The word "Collpa" (macaw’s clay lick) derives from Quechua which means salt land and are the places where many species of animals congregate to lick and eat a variety of minerals in which these places are rich (different birds and mammals). The earth of these places contains calcium, sodium and mineral salts that complement the nutrition and reduce the toxic effects of the alkaloids contained in the leaves, fruits and seeds that the animals consume. There are many places with these characteristics in the jungle, especially on the shores and cliffs of rivers
The macaw’s clay lick, are clay promontories that are usually found on the banks of some jungle rivers where hundreds of parakeets, parrots and macaws gather to ingest clay as a complement to their diet. There are two theories why parakeets, parrots and macaws consume clay. The first, the most accepted, is that clay contains salts and minerals that complement your daily diet. The other theories argues that, parakeets parrots and macaws consume green fruits and seeds that contain tannins, they use the salts of the collpa as a natural antacid. Tannins are toxic substances that produce many plants as a natural defense to avoid being consumed by certain animals. It is not known exactly how many tannins the parrots can ingest, but the collpa could reduce the toxic effects. Most likely, psittácids consume clay due to a combination of both theories.

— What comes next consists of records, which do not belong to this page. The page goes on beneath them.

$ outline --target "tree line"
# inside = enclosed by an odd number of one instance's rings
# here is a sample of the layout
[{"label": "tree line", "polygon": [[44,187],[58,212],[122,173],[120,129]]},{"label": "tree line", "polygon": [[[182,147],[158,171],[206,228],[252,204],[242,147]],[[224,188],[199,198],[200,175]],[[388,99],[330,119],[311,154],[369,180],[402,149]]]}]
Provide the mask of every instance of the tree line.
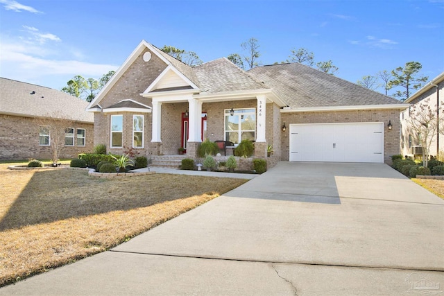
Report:
[{"label": "tree line", "polygon": [[[262,64],[259,60],[262,55],[260,45],[256,38],[251,37],[242,42],[240,46],[241,53],[233,53],[227,56],[230,61],[245,70]],[[191,67],[198,66],[203,62],[194,51],[187,51],[169,45],[164,46],[160,50]],[[311,67],[316,67],[318,70],[331,75],[334,75],[339,69],[333,64],[332,60],[316,62],[314,53],[304,48],[291,49],[288,59],[280,62],[275,62],[274,64],[290,62],[298,62]],[[382,87],[386,96],[392,89],[396,89],[392,96],[400,101],[405,101],[411,94],[412,89],[421,88],[429,79],[427,76],[420,75],[422,67],[418,62],[408,62],[404,67],[398,67],[391,71],[383,70],[375,75],[364,76],[357,81],[357,84],[372,90]],[[91,102],[114,73],[114,71],[110,71],[99,80],[85,79],[77,75],[67,82],[67,86],[64,87],[62,91]]]}]

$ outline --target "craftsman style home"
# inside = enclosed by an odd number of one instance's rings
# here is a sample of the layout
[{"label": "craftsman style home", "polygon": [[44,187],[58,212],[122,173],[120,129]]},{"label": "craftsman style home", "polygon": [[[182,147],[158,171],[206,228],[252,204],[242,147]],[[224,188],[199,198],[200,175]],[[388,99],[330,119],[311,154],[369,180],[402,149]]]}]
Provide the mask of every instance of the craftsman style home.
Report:
[{"label": "craftsman style home", "polygon": [[94,143],[114,153],[131,147],[155,158],[183,148],[196,159],[206,139],[234,146],[248,139],[254,157],[272,166],[389,162],[400,153],[407,107],[298,63],[246,71],[220,58],[189,67],[142,41],[87,110],[94,112]]},{"label": "craftsman style home", "polygon": [[88,103],[48,87],[0,78],[0,159],[51,159],[55,129],[60,158],[93,149]]}]

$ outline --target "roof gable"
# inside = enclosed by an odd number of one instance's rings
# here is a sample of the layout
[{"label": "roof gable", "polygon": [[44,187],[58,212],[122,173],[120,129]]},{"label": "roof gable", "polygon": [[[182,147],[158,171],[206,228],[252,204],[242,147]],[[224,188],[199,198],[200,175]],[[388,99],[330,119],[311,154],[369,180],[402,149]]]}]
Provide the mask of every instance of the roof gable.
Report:
[{"label": "roof gable", "polygon": [[0,114],[94,122],[87,102],[57,89],[0,78]]}]

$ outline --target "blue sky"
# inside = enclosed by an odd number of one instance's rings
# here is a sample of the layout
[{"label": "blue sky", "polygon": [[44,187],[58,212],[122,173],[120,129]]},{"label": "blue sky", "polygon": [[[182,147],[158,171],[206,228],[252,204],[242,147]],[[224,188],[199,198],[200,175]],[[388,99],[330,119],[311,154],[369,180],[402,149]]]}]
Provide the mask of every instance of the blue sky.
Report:
[{"label": "blue sky", "polygon": [[255,37],[264,64],[302,47],[353,82],[411,61],[432,79],[443,16],[444,0],[0,0],[0,76],[60,89],[117,70],[142,40],[208,62]]}]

Thanks to the hiding places, located strategically in front of the clay licks, one observes with amazement the activity. The first to arrive are the parakeets, followed by the parrots and finally the macaws. These birds congregate in the treetops as they begin to appear flying in pairs, in trios or quartets (in the case of couples with one or two young). The color of these spectacular birds is accentuated even more with the sunrise; the same happens with the collpa that suddenly turns into an intense ocher color.

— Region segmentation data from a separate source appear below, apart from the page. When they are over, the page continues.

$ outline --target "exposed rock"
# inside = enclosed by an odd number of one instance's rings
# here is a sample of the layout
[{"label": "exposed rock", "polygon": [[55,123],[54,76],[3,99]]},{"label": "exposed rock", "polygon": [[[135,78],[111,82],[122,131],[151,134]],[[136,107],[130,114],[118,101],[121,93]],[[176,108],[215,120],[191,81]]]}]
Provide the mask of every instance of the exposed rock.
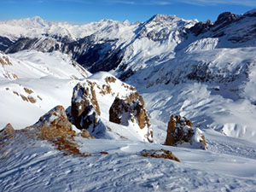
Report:
[{"label": "exposed rock", "polygon": [[128,96],[125,100],[115,98],[109,109],[109,121],[123,125],[128,125],[130,122],[137,123],[141,130],[148,130],[145,135],[148,141],[153,140],[153,131],[144,102],[137,92]]},{"label": "exposed rock", "polygon": [[79,154],[79,145],[74,141],[76,132],[72,129],[62,106],[56,106],[29,128],[34,135],[42,140],[47,140],[56,146],[58,150],[64,151],[64,154]]},{"label": "exposed rock", "polygon": [[36,100],[34,97],[31,96],[27,96],[27,99],[28,99],[28,101],[29,101],[31,103],[36,103],[36,102],[37,102],[37,100]]},{"label": "exposed rock", "polygon": [[198,22],[194,26],[190,27],[189,31],[192,32],[195,36],[207,32],[209,28],[212,26],[212,23],[210,20],[207,22]]},{"label": "exposed rock", "polygon": [[177,146],[188,143],[194,148],[206,149],[205,136],[198,128],[192,128],[193,124],[185,117],[171,115],[168,122],[166,145]]},{"label": "exposed rock", "polygon": [[81,131],[81,137],[84,137],[84,138],[91,138],[91,136],[90,135],[90,132],[85,129],[83,129]]},{"label": "exposed rock", "polygon": [[152,158],[164,158],[168,160],[176,160],[180,162],[179,159],[176,157],[171,151],[160,149],[160,150],[143,150],[141,154],[143,157],[152,157]]},{"label": "exposed rock", "polygon": [[33,93],[33,91],[32,91],[32,90],[30,90],[30,89],[28,89],[28,88],[26,88],[26,87],[24,87],[24,90],[25,90],[25,92],[26,92],[27,94],[32,94],[32,93]]},{"label": "exposed rock", "polygon": [[236,19],[236,15],[230,12],[224,12],[218,15],[214,25],[219,25],[224,23],[230,23],[232,20]]},{"label": "exposed rock", "polygon": [[79,83],[73,89],[71,116],[72,121],[78,129],[86,129],[90,134],[98,137],[105,130],[102,123],[100,107],[97,102],[95,84],[86,81]]},{"label": "exposed rock", "polygon": [[8,56],[3,56],[3,58],[0,57],[0,63],[3,66],[11,66],[13,65],[10,61]]},{"label": "exposed rock", "polygon": [[3,135],[10,135],[12,133],[14,133],[15,131],[15,130],[13,128],[11,124],[8,124],[6,125],[6,126],[0,131],[0,134],[3,134]]},{"label": "exposed rock", "polygon": [[76,135],[62,106],[55,107],[42,116],[32,127],[39,130],[38,134],[40,138],[49,141],[57,137],[73,139]]},{"label": "exposed rock", "polygon": [[114,77],[108,77],[105,79],[107,83],[115,83],[116,79]]}]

The parrots, parrots and macaws perch one by one in the branches of the trees, are sociable birds that in the meeting it seems that they were talking with each other. Many scientists classify the intelligence of certain psittacids on the same level as that of dolphins or chimpanzees. It is fun to observe their behavior; They "groom" each other, emit deafening sounds, hang beak down a leg, they peck, until at any moment the small and Amazon macaws begin to fly from one side of the lick to the other until after several attempts go down to the wall and begin to take positions. The green plumage of small species allows them to camouflage themselves with the vegetation that grows there. Then the big macaws begin to fall wide open with more confidence to eat the clay.
This multicolored spectacle that is given to us, is a whim of nature, both when the birds fly and when they are at the clay lick. Many times you can see between 80 to 90 large macaws eating at the clay lick at the same time, not counting the least 300 parakeets and parrots. The macaws spend most of the time in the trees near the clay lick; for this reason they are exposed to attacks by predators such as larger birds of prey. This is why these birds are very alert and nervous, and at the slightest cry of alarm they all fly at once in an incomparable burst of color.

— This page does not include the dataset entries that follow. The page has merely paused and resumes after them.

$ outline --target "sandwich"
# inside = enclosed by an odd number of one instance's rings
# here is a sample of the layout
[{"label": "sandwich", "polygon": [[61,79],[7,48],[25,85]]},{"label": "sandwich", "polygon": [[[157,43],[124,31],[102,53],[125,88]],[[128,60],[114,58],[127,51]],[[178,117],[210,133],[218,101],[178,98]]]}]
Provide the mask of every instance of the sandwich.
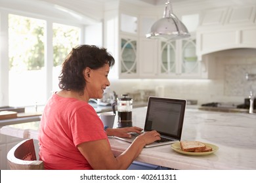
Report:
[{"label": "sandwich", "polygon": [[180,144],[181,150],[184,152],[204,152],[213,150],[211,147],[200,141],[181,141]]}]

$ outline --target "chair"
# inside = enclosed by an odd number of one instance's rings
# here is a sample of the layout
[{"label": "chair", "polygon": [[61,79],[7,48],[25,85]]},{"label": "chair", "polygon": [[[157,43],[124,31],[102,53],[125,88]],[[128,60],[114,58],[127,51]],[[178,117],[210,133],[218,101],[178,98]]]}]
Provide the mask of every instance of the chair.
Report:
[{"label": "chair", "polygon": [[7,154],[11,170],[43,170],[43,161],[37,160],[32,139],[26,139],[12,148]]}]

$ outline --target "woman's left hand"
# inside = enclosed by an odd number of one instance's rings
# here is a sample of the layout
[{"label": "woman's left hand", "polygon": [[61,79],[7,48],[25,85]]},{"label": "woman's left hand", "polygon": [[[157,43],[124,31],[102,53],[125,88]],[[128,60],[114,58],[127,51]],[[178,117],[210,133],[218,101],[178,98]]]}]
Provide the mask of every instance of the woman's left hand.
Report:
[{"label": "woman's left hand", "polygon": [[141,133],[143,129],[139,127],[127,127],[121,128],[108,128],[106,131],[108,136],[116,136],[119,137],[131,138],[131,135],[129,133]]}]

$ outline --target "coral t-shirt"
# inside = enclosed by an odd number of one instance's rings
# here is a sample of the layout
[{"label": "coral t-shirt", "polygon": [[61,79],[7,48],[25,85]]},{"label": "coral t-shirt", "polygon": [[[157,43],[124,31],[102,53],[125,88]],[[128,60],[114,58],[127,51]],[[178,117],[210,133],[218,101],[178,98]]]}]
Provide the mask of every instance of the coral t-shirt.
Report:
[{"label": "coral t-shirt", "polygon": [[38,139],[45,169],[92,169],[77,146],[108,136],[93,107],[54,93],[45,107]]}]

The activity in the clay licks usually begins shortly before dawn when the first parrots perch on the highest branches of the trees near the area of ??the lick, usually in pairs while they are calling and waiting for the rest of the birds to gather together to protect themselves of the predators in the area. Little by little, the trees fill with multicolored birds and then start flying in circles in front of the clay lick or simply descend towards some area of ??low vegetation; once they feel confident that there are no predators, they congregate in groups in the clay to consume the clay.
but not only the parrots, parrots and macaws eat clay from the clay lick; so do other species of birds such as turkeys, pigeons among others that also do so frequently.